Comparisons of the major biomes of sub-Saharan Africa show that BII is highest in the more arid biomes (86% in desert and 83% in shrubland), and lowest in the fynbos (a Mediterranean-type ecosystem and biodiversity hotspot; 56%) and grassland (68%) biomes (Fig. 2b and Extended Data Fig. 4). On average, BII is lower for vertebrates than plants across most biomes (grassland, thicket, humid savanna, Acacia savanna and shrubland; Extended Data Fig. 4). The exceptions are fynbos and desert, where vertebrates fare better than plants, and forest, where BII is similar for both species groups.

The impact of land-use intensity

The average BII is 95% (±8%) across strictly protected lands, 79% (±14%) across unprotected untransformed lands, 48% (±16%) across croplands, 43% (±18%) across tree croplands, 34% (±15%) across settlements and 29% (±17%) across timber plantations (Fig. 3b). The variation in BII scores in these land uses is caused by spatial variation in both land-use intensity (Fig. 3a) and species composition (Extended Data Fig. 3), as BII varies among species groups (Fig. 3c). All species groups have the lowest levels of intactness in settlements and timber plantations (Fig. 3c). Plants tend to have higher intactness in croplands (for example, maize and wheat) compared with tree croplands (for example, coffee and fruit), whereas reptiles tend to have higher intactness in tree croplands than croplands. There are greater differences in intactness between protected and unprotected untransformed lands for vertebrates compared with plants.

Fig. 3: Land use across sub-Saharan Africa and its influence on the BII.
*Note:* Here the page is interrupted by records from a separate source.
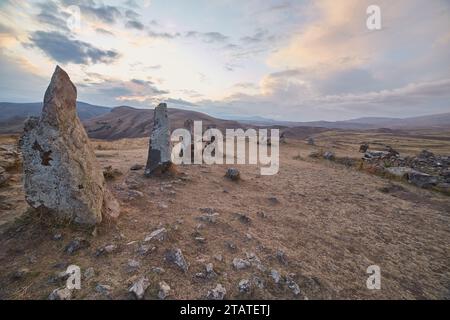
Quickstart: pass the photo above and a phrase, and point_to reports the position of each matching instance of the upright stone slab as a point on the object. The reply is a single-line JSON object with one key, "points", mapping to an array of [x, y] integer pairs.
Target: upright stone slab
{"points": [[61, 173], [160, 150]]}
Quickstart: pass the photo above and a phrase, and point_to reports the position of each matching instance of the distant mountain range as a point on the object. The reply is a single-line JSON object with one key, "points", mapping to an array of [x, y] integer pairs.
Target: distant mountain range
{"points": [[368, 123], [127, 122]]}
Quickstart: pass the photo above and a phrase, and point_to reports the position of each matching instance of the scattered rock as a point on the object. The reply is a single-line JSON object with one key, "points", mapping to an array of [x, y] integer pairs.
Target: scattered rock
{"points": [[258, 282], [164, 290], [163, 206], [209, 271], [231, 246], [145, 249], [422, 180], [242, 217], [60, 294], [110, 248], [157, 235], [363, 147], [175, 256], [133, 265], [159, 153], [57, 236], [111, 174], [4, 177], [233, 174], [240, 264], [281, 256], [20, 274], [136, 167], [103, 289], [329, 155], [200, 239], [139, 287], [61, 173], [275, 276], [255, 261], [244, 286], [134, 194], [158, 270], [273, 200], [209, 217], [89, 273], [261, 214], [292, 285], [218, 293], [76, 244]]}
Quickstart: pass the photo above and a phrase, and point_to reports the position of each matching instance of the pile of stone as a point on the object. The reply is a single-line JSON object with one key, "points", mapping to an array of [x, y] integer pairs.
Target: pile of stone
{"points": [[426, 170]]}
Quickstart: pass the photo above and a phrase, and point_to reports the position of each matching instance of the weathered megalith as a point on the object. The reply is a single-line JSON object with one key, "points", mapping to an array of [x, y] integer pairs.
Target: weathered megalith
{"points": [[160, 149], [61, 173]]}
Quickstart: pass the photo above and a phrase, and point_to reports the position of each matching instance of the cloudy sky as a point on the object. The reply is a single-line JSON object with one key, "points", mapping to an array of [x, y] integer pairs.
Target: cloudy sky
{"points": [[288, 60]]}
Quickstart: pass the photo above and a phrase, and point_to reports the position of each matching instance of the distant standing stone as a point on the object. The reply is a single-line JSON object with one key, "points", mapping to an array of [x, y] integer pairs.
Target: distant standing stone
{"points": [[159, 153]]}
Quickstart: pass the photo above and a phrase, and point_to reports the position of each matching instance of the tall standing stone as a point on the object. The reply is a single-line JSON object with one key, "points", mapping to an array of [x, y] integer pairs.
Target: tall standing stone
{"points": [[160, 150], [61, 173]]}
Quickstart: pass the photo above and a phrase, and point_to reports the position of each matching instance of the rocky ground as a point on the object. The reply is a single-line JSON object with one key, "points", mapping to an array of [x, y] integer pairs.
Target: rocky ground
{"points": [[310, 231]]}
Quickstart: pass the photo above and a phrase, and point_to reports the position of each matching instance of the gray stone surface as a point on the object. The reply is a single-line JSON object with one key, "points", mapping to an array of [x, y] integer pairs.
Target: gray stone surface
{"points": [[159, 153], [61, 173], [175, 256], [218, 293]]}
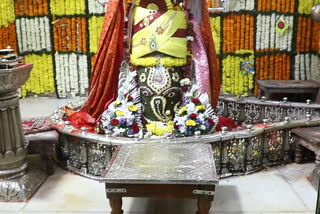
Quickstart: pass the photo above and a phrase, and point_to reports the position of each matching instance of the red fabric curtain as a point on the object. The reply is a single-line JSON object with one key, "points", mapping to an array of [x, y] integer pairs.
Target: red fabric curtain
{"points": [[104, 79], [212, 55]]}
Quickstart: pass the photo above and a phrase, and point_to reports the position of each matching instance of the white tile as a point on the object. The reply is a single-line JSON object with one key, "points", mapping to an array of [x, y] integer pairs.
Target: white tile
{"points": [[41, 106], [67, 192], [296, 175], [263, 191]]}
a, Six distinct land uses are predominant across the region, with notably variable intensity in four of these land uses: settlements, tree crops, crops and untransformed (unprotected) lands. b,c, Absolute BII scores in each land use for all plants and vertebrates collectively (b) and the major species groups (c). Boxplots show median BII scores across pixels, interquartile ranges and maximums and minimums within 1.5× the interquartile range. Variability in the BII in a land use arises from differences in species composition and land-use intensity. The map in a was created using ArcGIS Pro v.2.7.0.

Source Data

Land-use intensity has a notable impact on biodiversity intactness in the two most extensive land uses. In unprotected untransformed lands, the highest intensity rangelands have an average BII of 51% compared with 85% in the lowest intensity ‘near-natural’ lands (Extended Data Fig. 5a). In croplands, the average BII is 26% in the highest intensity croplands, which is notably less than in the lowest intensity, smallholder croplands (54%; Extended Data Fig. 5b). The distribution of land-use intensity is right-skewed across sub-Saharan Africa (Extended Data Fig. 5c,d). In other words, non-intensive activities are more common than intensive activities in each of these two land uses, which has a substantial impact on the BII of the region given the extent of these land uses.
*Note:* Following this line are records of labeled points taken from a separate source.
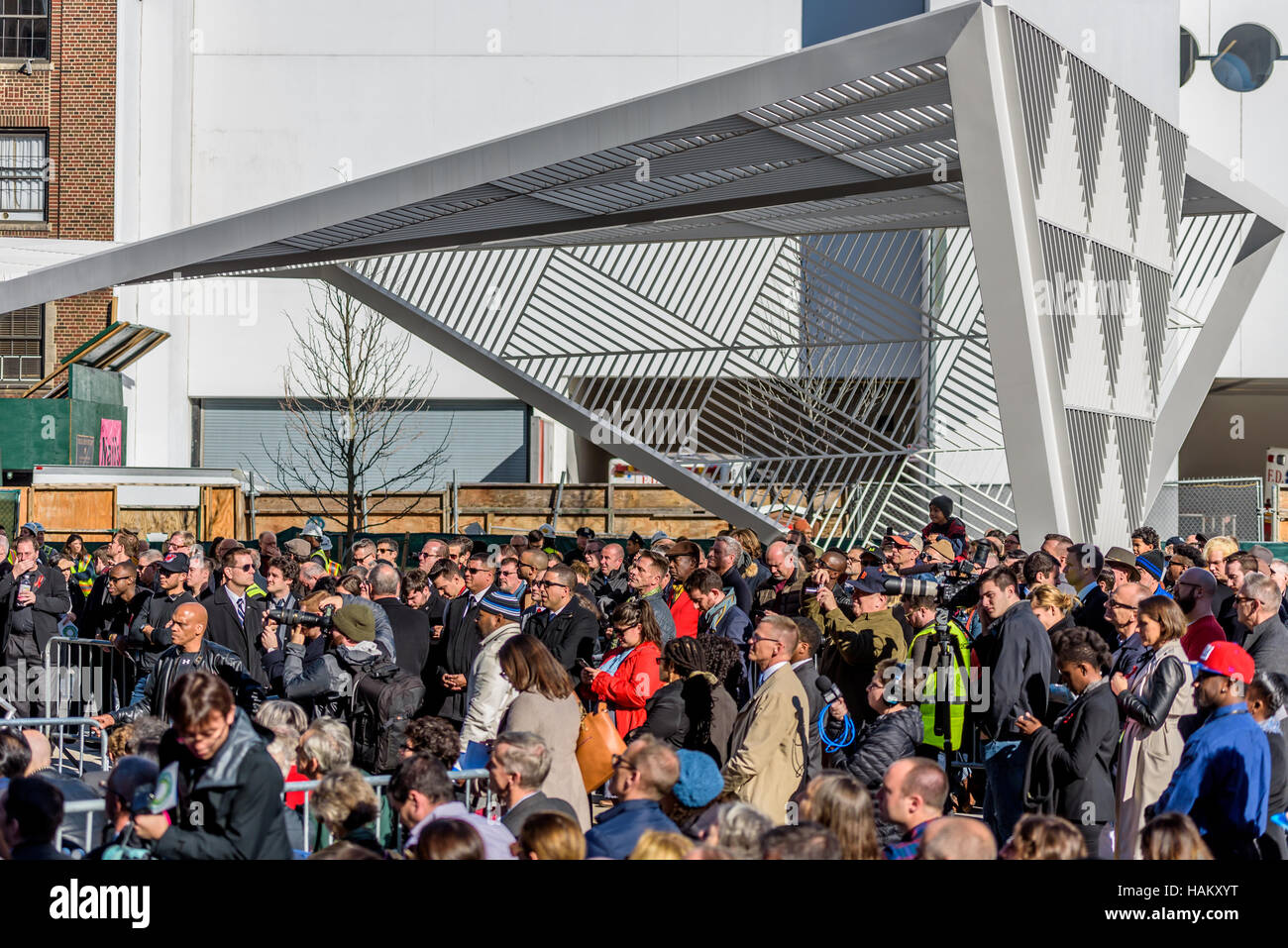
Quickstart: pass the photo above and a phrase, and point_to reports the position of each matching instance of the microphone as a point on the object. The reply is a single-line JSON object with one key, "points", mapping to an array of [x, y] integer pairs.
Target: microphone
{"points": [[829, 691]]}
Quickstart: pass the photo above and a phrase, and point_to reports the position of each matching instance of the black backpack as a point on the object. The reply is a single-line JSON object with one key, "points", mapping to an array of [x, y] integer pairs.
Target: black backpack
{"points": [[385, 698]]}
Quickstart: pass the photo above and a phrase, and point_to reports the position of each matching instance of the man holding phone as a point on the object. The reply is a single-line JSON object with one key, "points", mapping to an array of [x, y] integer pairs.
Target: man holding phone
{"points": [[37, 597]]}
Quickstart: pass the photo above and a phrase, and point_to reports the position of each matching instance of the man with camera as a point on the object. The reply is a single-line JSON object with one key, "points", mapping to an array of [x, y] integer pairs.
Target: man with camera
{"points": [[323, 685], [230, 790], [1017, 652], [784, 591], [37, 597], [189, 652], [851, 647]]}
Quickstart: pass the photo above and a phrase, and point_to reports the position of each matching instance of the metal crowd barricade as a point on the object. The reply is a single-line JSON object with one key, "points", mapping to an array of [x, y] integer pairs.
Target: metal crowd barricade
{"points": [[86, 678], [88, 807], [56, 730]]}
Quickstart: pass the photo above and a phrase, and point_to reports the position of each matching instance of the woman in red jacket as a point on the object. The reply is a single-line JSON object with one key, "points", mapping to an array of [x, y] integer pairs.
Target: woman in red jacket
{"points": [[629, 675]]}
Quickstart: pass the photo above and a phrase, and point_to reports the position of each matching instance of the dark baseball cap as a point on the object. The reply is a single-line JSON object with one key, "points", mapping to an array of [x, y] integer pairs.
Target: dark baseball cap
{"points": [[870, 581], [174, 563]]}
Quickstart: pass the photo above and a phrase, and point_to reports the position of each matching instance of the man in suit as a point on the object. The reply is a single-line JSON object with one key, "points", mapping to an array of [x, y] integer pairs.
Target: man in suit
{"points": [[806, 670], [1082, 569], [237, 621], [37, 597], [518, 767], [567, 627], [99, 607], [719, 614], [459, 644], [768, 755], [411, 626], [1263, 635]]}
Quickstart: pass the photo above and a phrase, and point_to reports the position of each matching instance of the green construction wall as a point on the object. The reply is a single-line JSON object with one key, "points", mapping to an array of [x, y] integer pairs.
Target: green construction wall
{"points": [[44, 430]]}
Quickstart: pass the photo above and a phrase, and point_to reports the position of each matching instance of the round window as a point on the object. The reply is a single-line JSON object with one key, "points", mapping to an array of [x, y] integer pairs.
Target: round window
{"points": [[1244, 56], [1189, 54]]}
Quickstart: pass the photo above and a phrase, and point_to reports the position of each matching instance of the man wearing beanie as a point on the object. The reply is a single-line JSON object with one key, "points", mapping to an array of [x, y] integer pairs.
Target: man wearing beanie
{"points": [[1151, 569], [489, 694], [943, 523]]}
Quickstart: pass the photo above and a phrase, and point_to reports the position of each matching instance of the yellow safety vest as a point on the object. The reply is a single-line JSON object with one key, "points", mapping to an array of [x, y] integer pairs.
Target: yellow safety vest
{"points": [[327, 563], [957, 695]]}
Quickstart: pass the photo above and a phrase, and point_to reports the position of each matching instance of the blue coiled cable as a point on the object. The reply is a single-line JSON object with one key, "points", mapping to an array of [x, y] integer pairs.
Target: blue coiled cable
{"points": [[846, 733]]}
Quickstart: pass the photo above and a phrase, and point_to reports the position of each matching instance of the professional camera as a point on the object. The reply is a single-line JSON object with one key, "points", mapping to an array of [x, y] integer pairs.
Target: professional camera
{"points": [[957, 579], [958, 587], [294, 617]]}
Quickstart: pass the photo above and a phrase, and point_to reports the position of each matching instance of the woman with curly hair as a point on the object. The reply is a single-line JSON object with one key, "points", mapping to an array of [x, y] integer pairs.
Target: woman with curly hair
{"points": [[1153, 703], [721, 657], [754, 571], [629, 675], [1069, 763], [683, 710], [844, 805], [1044, 837]]}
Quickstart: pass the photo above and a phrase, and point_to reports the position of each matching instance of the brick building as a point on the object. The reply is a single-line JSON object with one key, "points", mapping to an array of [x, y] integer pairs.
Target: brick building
{"points": [[56, 162]]}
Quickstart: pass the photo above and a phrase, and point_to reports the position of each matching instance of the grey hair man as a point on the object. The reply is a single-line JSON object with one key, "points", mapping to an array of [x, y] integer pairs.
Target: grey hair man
{"points": [[1257, 608], [518, 767]]}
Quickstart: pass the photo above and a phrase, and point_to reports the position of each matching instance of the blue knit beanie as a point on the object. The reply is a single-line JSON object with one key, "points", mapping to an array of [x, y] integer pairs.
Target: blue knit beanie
{"points": [[699, 780]]}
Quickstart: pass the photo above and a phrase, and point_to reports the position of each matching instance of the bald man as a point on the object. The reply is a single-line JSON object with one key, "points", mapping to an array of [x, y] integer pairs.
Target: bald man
{"points": [[189, 652], [957, 837], [1194, 592], [1122, 609]]}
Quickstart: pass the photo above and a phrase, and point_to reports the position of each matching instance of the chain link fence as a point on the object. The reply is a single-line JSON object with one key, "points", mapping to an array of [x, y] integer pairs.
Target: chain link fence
{"points": [[1218, 506]]}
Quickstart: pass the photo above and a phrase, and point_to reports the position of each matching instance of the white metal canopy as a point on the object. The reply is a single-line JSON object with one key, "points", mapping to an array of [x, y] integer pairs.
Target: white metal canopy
{"points": [[965, 117]]}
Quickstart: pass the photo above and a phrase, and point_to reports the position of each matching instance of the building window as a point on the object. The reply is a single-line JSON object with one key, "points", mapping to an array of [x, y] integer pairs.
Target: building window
{"points": [[22, 344], [24, 175], [25, 29]]}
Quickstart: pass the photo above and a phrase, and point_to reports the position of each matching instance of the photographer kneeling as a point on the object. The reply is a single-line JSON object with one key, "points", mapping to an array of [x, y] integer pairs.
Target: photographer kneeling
{"points": [[230, 791], [323, 685]]}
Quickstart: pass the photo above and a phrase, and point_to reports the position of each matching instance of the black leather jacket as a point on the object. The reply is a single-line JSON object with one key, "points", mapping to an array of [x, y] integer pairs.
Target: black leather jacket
{"points": [[217, 659], [1151, 710]]}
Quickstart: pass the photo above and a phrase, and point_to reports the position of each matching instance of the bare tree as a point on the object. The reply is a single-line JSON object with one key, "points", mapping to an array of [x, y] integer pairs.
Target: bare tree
{"points": [[348, 395], [824, 398]]}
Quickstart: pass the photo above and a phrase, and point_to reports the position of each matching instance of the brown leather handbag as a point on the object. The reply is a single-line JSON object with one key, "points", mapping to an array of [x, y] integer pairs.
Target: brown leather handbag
{"points": [[597, 742]]}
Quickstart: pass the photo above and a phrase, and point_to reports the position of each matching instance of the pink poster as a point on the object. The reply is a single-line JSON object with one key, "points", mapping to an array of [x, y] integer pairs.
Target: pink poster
{"points": [[110, 443]]}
Directing conservation efforts

Our results highlight which land uses make the largest relative contributions to lost and remaining biodiversity intactness, and those that contribute disproportionately given their extent (Fig. 4a). Notably, the majority (84%) of remaining BII across sub-Saharan Africa occurs in unprotected, largely untransformed lands, which cover 80% of the region. Given their vast extent, these areas also contribute the most (68%) to the total BII that has been lost across the region. These findings highlight the critical importance of sustainably managing these areas. Strictly protected lands contribute disproportionately to remaining biodiversity intactness, comprising only 6% of the area of the region but contributing 7% of the remaining BII and just 1% of the lost BII. Croplands contribute a larger amount (9%) to the remaining BII than protected lands, but cover over double the area of protected lands (14%) and are responsible for 29% of the lost BII across the region. Settlements, tree croplands and timber plantations each cover <1% of the region, support <1% of remaining BII and are responsible for ≤1% of lost BII, respectively.
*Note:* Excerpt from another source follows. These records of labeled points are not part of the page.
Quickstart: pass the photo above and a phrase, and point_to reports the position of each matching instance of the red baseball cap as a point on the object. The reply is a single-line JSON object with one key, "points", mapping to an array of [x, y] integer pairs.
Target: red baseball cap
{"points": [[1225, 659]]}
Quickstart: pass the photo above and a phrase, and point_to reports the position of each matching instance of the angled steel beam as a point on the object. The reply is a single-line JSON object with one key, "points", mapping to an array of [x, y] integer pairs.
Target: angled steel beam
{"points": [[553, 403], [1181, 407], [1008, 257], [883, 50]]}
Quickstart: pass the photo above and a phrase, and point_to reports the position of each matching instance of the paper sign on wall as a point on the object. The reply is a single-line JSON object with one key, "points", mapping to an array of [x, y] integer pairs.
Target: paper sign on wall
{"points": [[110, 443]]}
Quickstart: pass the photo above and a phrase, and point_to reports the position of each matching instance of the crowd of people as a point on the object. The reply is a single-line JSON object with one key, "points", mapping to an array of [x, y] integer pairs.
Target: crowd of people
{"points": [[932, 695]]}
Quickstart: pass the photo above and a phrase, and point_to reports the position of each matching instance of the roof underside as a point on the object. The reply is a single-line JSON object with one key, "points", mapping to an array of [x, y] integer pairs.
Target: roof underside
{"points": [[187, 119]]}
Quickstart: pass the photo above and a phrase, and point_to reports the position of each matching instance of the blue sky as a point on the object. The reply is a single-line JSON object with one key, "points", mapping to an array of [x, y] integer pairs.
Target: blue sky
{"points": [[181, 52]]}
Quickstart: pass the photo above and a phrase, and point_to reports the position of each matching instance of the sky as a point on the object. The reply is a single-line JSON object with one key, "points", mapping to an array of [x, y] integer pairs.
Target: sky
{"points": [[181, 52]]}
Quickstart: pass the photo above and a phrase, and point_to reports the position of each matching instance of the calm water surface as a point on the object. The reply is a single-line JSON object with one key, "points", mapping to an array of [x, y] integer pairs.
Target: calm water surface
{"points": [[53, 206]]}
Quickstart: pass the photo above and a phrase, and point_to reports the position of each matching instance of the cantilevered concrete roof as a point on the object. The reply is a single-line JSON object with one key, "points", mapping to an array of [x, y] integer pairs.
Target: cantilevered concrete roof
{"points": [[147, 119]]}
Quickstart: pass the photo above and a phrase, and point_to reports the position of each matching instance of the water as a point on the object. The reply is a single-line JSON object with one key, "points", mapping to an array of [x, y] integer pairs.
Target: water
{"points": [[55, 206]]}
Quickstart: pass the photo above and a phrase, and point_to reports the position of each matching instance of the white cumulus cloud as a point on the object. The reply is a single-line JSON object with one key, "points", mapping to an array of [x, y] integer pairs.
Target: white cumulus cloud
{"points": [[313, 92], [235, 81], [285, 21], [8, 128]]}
Fig. 4: Contributions to remaining and lost BII in sub-Saharan Africa.

a, The relative contributions of six distinct land uses to the total lost (y axis) and remaining (circle size) BII scores across the region compared with their contributions to the total extent in sub-Saharan Africa (x axis). Land uses above the diagonal line contribute disproportionately to losses relative to their extent. b, The contributions of land uses in each biome to remaining (top) and lost (middle) BII relative to their extent (bottom), differentiating between low and medium to high land-use intensities in settlements, tree crops, crops and untransformed lands. The ‘All’ bars on the left depict all biomes collectively (that is, the full extent of sub-Saharan Africa). Individual biomes are otherwise ranked on the basis of decreasing remaining BII. c, The average BII of each country relative to the proportion of its land extent that is transformed (that is, covered by settlements, timber, tree crops or crops). Country names corresponding to each two-letter code referenced here are depicted in Fig. 2a.

Source Data

At the biome scale, the highest relative contributions to remaining BII are similarly made by unprotected untransformed lands: predominantly near-natural lands in forests, savannas and arid biomes, and rangelands in thickets, grasslands and fynbos (Fig. 4b). In desert and fynbos, strictly protected lands also make major contributions to remaining BII (41% and 23%, respectively), whereas their lower contributions (5–10%) in other biomes largely reflect their more limited extent in those biomes. Croplands are responsible for notable losses in BII across the grassy biomes (grassland, Acacia savanna and humid savanna) and fynbos, with less-intensive croplands being more common in the savannas compared with more-intensive croplands (largely in South Africa) in the grassland and fynbos (Fig. 4b). Rangelands are the major driver of lost BII in the thicket biome (Fig. 4b). Degradation of near-natural lands contributes more to lost BII in forests than in the other biomes. Deforestation to make way for rangelands and croplands also contributes to losses in the forest biome.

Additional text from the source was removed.